5 Min with Jeff Kiplinger at Informex (2015)
February 4, 2015
At this year’s Informex Jeff Kiplinger will be featured in the show’s daily “Five Minutes with…” segment. This post features the printed version of the interview.
Among the challenges the industry faces, which do you think are the most pressing?
Simply put, the pharmaceutical industry has to identify novel drugs and move them into the clinic rapidly. This means we need to efficiently validate their clinical relevance, profile and de-risk them, and design the best clinical path possible. To me, it all comes back to having the right knowledge of the compound’s action and properties and acting on that knowledge decisively.

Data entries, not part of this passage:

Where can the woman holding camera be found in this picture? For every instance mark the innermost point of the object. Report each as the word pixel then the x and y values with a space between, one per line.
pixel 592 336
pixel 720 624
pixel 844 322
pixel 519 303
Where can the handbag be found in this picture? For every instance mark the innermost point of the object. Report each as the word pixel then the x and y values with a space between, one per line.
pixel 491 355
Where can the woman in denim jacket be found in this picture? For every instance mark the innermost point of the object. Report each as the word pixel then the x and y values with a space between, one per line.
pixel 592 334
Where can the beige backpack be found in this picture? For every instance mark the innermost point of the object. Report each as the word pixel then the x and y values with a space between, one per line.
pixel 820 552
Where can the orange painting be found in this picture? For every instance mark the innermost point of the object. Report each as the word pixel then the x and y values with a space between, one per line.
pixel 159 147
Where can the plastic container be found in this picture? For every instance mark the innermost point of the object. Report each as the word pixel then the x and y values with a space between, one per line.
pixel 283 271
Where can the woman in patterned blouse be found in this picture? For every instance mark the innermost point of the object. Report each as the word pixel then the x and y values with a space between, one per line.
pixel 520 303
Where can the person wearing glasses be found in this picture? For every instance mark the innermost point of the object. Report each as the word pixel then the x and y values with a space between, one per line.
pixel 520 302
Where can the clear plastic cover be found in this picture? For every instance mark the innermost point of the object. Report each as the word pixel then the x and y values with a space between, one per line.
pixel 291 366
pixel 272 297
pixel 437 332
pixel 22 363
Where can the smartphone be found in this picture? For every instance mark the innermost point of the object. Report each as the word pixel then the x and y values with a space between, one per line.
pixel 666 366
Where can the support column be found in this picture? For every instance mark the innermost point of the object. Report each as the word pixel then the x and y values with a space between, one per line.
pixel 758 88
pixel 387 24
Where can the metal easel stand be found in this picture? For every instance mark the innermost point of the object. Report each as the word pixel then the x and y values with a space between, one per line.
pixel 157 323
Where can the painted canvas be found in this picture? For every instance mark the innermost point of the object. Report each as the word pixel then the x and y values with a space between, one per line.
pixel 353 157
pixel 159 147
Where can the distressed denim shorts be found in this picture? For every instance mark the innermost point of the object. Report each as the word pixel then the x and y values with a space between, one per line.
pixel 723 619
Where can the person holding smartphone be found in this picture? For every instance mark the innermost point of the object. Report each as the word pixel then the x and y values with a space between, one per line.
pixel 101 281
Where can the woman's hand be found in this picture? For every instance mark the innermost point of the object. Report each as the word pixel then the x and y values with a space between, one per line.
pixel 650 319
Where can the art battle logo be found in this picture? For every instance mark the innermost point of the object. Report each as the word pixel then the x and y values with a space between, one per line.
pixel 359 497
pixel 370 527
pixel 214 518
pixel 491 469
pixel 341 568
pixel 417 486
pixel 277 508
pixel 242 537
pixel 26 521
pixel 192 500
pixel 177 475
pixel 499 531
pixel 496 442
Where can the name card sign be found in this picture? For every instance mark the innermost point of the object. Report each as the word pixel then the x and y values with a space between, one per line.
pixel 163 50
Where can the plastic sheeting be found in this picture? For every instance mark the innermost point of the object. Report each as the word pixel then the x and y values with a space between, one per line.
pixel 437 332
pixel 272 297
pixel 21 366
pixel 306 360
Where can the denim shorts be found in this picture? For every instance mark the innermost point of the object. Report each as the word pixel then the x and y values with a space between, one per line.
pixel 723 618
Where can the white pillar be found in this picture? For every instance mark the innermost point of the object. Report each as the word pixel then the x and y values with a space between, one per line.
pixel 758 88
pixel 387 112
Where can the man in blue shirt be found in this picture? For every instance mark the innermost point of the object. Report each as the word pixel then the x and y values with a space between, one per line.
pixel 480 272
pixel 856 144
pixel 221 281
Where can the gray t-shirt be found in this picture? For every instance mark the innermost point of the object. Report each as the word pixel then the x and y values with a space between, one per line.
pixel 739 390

And what do you believe are the most creative solutions?
We have to stop encumbering research with process. In the early 90s, pharma leaders promoted the idea that we could automate R&D, essentially playing a game of “most shots on goal” that would – with an optimized process – put more compounds into the clinic and result in more medicines. It gave us a process that produced a lot of new products that were built on old templates; drugs that were at best incremental advances on existing therapies. To get a new idea to conform to a standardized process is hard, and hard means slow and costly. Many pharma companies have abandoned the hard stuff.
If small companies, research institutes, and academic researchers are the next generation of innovators in pharma, it might just be because they’re not burdened with a pharmaceutical R&D roadmap. The most creative solution is to let innovation happen – enable all research as long as it’s directed by clinical relevance.
What should be the common goals within the industry and/or marketplace?
I think “common goals” is a phrase that reflects the reality of R&D today. Big pharma can’t lead the industry alone anymore, but they have the capital and to a large extent the expertise – everything from research to commercialization. Innovation can come from anywhere, but to a large extent it comes from the freedom of research in academia, institutes, and start-ups. And, increasingly, R&D’s hard work is coming from CROs and CMOs. This is more than ever a distributed R&D environment – it’s a new ecosystem.
Investment will still be driven by profits, but it has to come from within the industry as well as from speculators like VC firms. Investment from within the industry comes from research partnerships, shared risk deals, funding with active guidance, deals that are still considered kind of new school. The common goal should be a full pipeline industry-wide. Building a better pharmaceutical industry will involve first figuring out how to generate research breakthroughs in human health again, the way we did in the last century.